Oxidative stress controlling agents are effective for small intestinal injuries induced by non‐steroidal anti‐inflammatory drugs

Background and Aim Video‐capsule endoscopy (VCE) has shown that intestinal ulcers are common in non‐steroidal anti‐inflammatory drugs (NSAIDs) users, although the mechanisms and management have not been clearly defined.
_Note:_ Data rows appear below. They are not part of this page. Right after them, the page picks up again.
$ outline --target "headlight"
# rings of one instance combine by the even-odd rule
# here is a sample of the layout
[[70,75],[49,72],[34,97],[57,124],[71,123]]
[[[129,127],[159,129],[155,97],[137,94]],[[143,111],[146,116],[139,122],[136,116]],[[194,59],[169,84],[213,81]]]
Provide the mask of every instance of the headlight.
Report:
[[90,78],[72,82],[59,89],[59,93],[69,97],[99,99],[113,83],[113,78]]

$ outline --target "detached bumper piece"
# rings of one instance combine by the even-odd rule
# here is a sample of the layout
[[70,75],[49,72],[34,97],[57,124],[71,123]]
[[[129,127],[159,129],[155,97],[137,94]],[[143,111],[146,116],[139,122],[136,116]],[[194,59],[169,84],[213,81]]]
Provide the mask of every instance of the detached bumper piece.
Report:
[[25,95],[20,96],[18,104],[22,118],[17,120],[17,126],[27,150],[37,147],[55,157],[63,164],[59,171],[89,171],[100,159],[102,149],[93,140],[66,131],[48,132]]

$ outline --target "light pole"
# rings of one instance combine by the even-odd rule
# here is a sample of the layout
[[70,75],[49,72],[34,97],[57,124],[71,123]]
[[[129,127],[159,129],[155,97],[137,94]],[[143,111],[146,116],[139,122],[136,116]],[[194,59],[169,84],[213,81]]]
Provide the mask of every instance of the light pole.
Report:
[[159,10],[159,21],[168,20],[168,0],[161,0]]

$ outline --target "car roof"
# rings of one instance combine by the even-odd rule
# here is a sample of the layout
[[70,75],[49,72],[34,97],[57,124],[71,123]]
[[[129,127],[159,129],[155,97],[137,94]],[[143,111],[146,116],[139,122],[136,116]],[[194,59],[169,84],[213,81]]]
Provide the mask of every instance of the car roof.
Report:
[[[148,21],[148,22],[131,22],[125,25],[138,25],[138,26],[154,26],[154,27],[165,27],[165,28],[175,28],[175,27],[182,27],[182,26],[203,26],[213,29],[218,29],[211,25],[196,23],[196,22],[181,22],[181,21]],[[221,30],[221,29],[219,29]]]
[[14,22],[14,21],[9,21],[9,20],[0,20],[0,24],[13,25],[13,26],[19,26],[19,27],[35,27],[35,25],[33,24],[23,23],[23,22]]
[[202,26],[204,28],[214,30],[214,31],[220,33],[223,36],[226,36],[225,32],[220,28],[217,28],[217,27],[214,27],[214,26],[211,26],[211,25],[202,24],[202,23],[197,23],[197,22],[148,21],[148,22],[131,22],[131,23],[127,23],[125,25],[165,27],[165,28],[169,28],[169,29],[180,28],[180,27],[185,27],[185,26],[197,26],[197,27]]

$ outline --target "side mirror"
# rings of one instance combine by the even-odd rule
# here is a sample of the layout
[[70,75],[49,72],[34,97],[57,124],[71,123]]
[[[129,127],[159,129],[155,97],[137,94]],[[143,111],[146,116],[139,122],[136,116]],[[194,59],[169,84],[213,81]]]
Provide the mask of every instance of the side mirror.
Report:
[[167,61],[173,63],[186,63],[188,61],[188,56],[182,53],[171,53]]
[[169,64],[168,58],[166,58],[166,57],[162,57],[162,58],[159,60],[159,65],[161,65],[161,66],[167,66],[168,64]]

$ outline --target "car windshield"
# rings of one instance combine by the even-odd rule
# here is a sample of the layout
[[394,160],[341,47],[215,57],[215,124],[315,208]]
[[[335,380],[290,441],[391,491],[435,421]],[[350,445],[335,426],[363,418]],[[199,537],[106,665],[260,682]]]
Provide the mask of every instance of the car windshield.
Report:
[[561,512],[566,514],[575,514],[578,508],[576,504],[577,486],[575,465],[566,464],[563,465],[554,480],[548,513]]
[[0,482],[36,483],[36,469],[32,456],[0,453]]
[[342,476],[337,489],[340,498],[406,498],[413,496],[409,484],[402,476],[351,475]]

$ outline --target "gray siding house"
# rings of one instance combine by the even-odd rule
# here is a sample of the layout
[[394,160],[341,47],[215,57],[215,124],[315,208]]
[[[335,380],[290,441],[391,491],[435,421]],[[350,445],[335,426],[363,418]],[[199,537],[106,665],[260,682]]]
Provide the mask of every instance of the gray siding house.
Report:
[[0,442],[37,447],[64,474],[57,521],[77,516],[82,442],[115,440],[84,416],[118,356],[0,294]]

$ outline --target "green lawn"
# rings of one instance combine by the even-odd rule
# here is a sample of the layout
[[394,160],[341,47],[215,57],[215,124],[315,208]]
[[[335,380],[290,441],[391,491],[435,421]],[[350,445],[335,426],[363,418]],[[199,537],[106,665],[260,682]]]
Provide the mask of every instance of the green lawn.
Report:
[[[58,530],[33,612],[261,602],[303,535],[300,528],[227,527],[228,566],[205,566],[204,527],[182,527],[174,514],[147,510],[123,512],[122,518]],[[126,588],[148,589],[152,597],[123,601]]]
To explore the contribution of oxidative stress and potential of anti‐oxidants for NSAIDs‐induced intestinal ulcers, we assessed human serum oxidative stress balance and the effect of anti‐oxidants using a mouse model. Methods A total of 30 NSAIDs users (17 aspirin and 13 non‐aspirin users) received VCE. Serum reactive oxygen metabolite (d‐ROM) and antioxidative OXY‐adsorbent test (OXY) were measured. The indomethacin (IND)‐induced mouse intestinal ulcer model was used to assess the effect of anti‐oxidants. Eight‐week‐old mice were divided into four groups; control diet and diet including IND (N group), IND and L‐carnitine (NC group), and IND and vitamin E (NE group). Results Serum OXY levels among non‐aspirin users were lower in the mucosal injuries positive group than the negative group ( P  < 0.05). In the mouse models, the degree of mucosal injuries was lower in NC and NE than N ( P  < 0.01). Serum d‐ROM levels were lower in NC and NE than N ( P  < 0.01), and OXY levels were higher in NC than N and NE ( P  < 0.01). The degeneration of intestinal mitochondria was mild in NC and NE. The serum KC/CXCL‐1 level and hepatic expression of the anti‐oxidant molecule Gpx4 were lower in NC than N. Conclusions Non‐aspirin NSAID‐induced intestinal ulcers are related to decreased anti‐oxidative stress function. Anti‐oxidants, especially L‐carnitine, are good candidates for intestinal ulcers.